= Patrick Kafka =

Austrian-American male model

Patrick Kafka (born 1989) is a former Austrian - American runway, magazine and advertisement model. He was signed to Q Management New York City and Stella Models at the age of 15.

== Life and work ==
His first job was a campaign for Abercrombie & Fitch, photographed by Bruce Weber in 2009, followed by assignments for Ralph Lauren and Trussardi. In June of the same year, Kafka had his début at Milan Fashion Week in fashion shows for Bottega Veneta, Dolce & Gabbana, Dsquared2, Jil Sander, Zegna und Moschino, as well as in Paris for John Galliano, Hugo Boss, Kenzo and Thierry Mugler. In September 2009, he was invited by Richard Chai and Michael Bastian to their runway shows in New York.

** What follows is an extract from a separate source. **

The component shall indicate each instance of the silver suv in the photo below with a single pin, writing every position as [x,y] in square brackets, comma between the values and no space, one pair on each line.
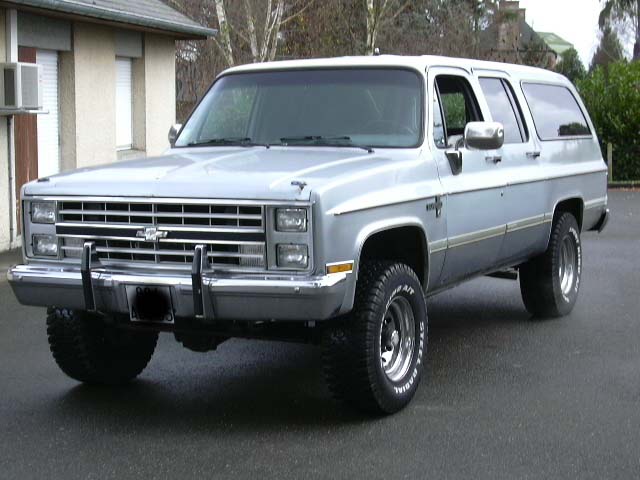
[321,201]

Since then, Kafka has been working with fashion photographers such as Arnaldo Anaya-Lucca, Sam Bassett, Inez van Lamsweerde and Vinoodh Matadin, Jem Mitchell, Sergi Pons, David Slijper and Milan Vukmirovic. He has appeared in men's magazines, such as Flaunt, the Italian edition of L'Officiel Hommes, the Japanese edition of GQ, the Spanish version of Esquire and the German edition of Playboy, often on the cover page. Amongst his clients are Armani, Balmain, Diesel, Perry Ellis, Thom Browne, Roberto Cavalli and Simon Spurr.